Description :

Job Overview :

We are seeking a highly skilled Senior Machine Learning Engineer with advanced expertise in classical ML, deep learning, generative AI, graph-based learning, and large language model (LLM) systems.

The role requires hands-on experience designing end-to-end machine learning solutions, architecting scalable AI pipelines, training large models, and deploying production-grade systems on modern cloud and MLOps infrastructure.

The ideal candidate is an engineering-driven professional capable of building robust, automated, high-performance AI products.

Key Responsibilities :

ML, DL, GenAI & Graph ML Engineering :

- Build, train, and optimize machine learning and deep learning models for supervised, unsupervised, reinforcement learning, forecasting, generative AI, and graph-based use cases.

- Develop advanced architectures such as transformers, GNNs, diffusion models, encoder-decoder systems, and self-supervised learning pipelines.

- Implement scalable model training strategies including distributed training, mixed-precision training, hyperparameter optimization, and model parallelism.

End-to-End AI Pipeline Development :

- Design and build production-grade pipelines covering data ingestion, preprocessing, feature engineering, model training, validation, packaging, deployment, and monitoring.

- Implement automated CI/CD workflows for ML using MLOps frameworks and cloud-native tooling.

- Build reusable components for model retraining, A/B testing, and continuous learning.

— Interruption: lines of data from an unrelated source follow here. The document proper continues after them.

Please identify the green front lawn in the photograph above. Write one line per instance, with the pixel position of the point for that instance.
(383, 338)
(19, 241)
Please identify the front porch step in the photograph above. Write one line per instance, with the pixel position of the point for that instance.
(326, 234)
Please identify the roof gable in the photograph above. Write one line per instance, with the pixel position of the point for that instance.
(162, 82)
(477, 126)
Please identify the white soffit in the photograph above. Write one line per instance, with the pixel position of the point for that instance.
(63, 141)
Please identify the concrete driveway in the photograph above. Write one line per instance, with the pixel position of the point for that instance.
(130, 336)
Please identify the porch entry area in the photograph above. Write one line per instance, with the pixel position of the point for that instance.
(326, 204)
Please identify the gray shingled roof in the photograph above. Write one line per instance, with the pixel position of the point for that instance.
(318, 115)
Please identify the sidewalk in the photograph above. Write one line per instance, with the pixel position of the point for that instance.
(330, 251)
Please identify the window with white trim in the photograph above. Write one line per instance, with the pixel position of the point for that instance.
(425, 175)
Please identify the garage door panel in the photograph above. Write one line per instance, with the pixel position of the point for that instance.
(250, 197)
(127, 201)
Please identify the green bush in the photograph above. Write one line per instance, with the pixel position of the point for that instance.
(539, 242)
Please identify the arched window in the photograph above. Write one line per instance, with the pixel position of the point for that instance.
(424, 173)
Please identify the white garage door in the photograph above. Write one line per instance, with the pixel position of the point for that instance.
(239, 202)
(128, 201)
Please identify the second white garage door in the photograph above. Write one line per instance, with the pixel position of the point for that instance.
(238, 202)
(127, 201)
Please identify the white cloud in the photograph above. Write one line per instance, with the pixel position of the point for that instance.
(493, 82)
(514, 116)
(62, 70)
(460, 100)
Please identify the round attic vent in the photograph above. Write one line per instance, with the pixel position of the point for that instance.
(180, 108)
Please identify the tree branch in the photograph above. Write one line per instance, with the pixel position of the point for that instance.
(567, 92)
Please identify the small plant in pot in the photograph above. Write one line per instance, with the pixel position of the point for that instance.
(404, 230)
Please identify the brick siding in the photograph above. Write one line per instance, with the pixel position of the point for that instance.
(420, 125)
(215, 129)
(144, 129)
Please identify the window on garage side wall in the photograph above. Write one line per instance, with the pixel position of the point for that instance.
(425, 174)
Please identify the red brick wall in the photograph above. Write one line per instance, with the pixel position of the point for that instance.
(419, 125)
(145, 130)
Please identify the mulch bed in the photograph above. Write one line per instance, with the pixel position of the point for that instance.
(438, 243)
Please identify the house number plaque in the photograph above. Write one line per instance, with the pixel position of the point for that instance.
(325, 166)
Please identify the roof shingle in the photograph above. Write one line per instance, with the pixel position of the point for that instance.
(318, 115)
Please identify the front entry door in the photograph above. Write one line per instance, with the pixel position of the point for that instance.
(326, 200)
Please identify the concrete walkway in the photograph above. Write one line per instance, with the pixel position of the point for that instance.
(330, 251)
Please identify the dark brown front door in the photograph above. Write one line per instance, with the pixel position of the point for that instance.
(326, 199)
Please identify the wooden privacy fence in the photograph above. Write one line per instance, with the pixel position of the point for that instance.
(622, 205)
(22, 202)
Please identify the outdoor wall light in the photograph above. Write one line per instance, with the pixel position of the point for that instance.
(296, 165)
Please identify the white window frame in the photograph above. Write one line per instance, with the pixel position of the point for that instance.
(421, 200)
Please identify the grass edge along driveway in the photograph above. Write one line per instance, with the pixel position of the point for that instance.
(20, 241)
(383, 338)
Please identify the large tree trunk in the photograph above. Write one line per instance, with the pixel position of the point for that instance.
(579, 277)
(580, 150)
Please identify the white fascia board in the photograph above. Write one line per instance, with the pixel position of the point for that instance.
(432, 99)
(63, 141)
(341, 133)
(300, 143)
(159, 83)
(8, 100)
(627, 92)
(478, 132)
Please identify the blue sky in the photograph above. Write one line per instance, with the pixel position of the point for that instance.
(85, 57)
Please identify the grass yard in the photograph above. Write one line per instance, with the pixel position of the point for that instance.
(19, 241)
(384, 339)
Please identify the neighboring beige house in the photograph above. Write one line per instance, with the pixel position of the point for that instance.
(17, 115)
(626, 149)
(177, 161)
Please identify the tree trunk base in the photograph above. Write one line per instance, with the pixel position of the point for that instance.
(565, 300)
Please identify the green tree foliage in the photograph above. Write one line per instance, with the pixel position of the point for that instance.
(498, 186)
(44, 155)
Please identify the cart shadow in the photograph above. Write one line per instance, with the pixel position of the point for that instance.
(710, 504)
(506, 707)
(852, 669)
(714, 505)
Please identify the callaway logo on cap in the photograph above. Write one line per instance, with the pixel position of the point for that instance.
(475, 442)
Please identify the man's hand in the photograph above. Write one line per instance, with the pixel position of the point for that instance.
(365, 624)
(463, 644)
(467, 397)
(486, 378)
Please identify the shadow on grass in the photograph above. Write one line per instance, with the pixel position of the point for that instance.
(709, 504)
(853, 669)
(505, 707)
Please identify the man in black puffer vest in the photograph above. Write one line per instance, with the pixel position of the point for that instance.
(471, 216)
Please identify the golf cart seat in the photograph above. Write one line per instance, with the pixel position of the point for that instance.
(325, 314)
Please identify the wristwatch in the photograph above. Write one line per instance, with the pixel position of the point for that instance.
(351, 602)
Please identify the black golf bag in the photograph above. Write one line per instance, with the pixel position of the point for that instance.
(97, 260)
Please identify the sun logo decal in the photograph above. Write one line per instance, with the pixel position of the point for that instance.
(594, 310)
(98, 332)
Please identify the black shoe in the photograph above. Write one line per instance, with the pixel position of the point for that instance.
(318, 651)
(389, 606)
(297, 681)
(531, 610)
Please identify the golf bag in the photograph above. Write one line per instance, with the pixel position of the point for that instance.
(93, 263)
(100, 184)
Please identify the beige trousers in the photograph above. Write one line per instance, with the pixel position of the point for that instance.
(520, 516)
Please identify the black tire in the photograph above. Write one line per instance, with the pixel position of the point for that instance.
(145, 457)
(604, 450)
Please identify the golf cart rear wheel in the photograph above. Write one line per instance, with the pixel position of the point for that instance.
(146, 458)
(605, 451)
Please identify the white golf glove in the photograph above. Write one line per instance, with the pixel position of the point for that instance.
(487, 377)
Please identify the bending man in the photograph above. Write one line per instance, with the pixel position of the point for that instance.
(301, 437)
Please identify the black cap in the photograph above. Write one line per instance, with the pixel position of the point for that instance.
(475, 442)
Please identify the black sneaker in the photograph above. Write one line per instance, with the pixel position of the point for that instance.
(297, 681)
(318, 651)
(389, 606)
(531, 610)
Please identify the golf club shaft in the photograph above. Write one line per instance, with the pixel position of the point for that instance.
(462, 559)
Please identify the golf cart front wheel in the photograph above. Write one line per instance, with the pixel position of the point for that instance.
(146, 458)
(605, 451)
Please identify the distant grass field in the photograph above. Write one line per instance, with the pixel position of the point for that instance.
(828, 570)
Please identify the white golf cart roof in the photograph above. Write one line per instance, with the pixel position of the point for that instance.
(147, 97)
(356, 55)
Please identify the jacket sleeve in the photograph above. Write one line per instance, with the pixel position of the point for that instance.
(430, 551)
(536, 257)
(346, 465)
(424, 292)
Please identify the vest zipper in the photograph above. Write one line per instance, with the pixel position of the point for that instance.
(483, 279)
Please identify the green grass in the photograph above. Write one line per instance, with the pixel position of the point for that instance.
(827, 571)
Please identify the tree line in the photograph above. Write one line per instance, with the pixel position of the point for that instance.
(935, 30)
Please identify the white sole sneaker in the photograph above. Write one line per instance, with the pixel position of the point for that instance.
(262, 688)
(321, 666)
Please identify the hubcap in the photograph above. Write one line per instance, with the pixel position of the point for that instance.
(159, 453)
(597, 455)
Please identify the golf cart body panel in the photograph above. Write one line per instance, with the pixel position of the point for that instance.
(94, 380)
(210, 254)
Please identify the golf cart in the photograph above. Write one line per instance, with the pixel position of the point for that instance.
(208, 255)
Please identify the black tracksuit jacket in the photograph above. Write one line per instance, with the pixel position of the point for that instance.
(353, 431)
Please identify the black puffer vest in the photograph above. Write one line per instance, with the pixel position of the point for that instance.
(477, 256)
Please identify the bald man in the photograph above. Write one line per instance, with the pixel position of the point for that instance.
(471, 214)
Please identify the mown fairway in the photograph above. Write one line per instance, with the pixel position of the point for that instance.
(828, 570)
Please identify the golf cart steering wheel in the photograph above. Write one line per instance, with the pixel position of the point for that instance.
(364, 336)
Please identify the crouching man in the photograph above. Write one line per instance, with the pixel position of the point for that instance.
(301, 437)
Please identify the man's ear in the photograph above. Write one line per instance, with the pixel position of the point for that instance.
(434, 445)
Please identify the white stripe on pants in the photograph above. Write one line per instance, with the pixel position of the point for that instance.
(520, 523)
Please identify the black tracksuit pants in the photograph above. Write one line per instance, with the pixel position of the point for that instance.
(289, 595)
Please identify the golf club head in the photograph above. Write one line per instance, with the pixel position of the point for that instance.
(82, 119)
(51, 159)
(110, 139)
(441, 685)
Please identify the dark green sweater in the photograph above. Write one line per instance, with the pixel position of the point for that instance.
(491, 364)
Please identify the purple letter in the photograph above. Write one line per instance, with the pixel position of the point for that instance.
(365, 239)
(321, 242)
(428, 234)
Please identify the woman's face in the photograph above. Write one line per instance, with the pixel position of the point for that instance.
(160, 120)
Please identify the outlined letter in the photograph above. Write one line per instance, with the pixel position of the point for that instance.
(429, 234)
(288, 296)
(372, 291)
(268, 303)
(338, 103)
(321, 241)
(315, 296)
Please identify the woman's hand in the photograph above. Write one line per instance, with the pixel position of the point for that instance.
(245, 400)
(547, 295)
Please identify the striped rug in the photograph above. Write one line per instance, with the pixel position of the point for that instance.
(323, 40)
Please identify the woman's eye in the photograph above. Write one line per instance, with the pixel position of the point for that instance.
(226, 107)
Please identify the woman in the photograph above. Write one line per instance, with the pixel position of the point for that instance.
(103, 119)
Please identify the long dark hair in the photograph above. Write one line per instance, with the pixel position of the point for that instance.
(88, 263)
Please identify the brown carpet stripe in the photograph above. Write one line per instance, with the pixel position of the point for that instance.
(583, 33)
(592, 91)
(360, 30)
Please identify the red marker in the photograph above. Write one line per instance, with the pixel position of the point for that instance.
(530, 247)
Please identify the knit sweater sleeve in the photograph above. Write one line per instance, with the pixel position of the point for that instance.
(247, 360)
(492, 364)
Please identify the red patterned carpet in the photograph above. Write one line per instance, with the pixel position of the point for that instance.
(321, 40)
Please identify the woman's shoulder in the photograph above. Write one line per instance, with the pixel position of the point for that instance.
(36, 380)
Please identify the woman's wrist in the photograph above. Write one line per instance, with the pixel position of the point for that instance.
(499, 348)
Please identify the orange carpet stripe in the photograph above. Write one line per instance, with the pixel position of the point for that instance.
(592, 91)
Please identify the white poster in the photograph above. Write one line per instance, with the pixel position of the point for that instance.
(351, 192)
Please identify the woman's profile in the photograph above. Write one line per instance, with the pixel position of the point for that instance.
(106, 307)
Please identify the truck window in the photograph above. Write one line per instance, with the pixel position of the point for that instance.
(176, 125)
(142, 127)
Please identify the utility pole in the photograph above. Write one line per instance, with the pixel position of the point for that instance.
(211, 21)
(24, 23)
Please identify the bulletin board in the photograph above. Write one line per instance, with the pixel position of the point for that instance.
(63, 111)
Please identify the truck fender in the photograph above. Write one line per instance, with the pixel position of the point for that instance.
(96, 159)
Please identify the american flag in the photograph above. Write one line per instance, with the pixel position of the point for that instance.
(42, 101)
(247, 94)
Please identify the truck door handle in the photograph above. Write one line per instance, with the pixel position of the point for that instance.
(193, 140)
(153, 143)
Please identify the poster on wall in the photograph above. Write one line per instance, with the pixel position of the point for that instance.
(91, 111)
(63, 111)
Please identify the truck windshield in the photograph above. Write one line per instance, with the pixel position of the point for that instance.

LLM, RAG & GenAI Systems :

- Develop LLM-based applications using fine-tuning, prompt engineering, adapters, LoRA, PEFT, and vector database integrations.

- Build Retrieval-Augmented Generation (RAG) systems, including document chunking, embedding pipelines, semantic search, and knowledge-grounded reasoning layers.

- Evaluate and benchmark open-source and proprietary LLMs for specific workloads.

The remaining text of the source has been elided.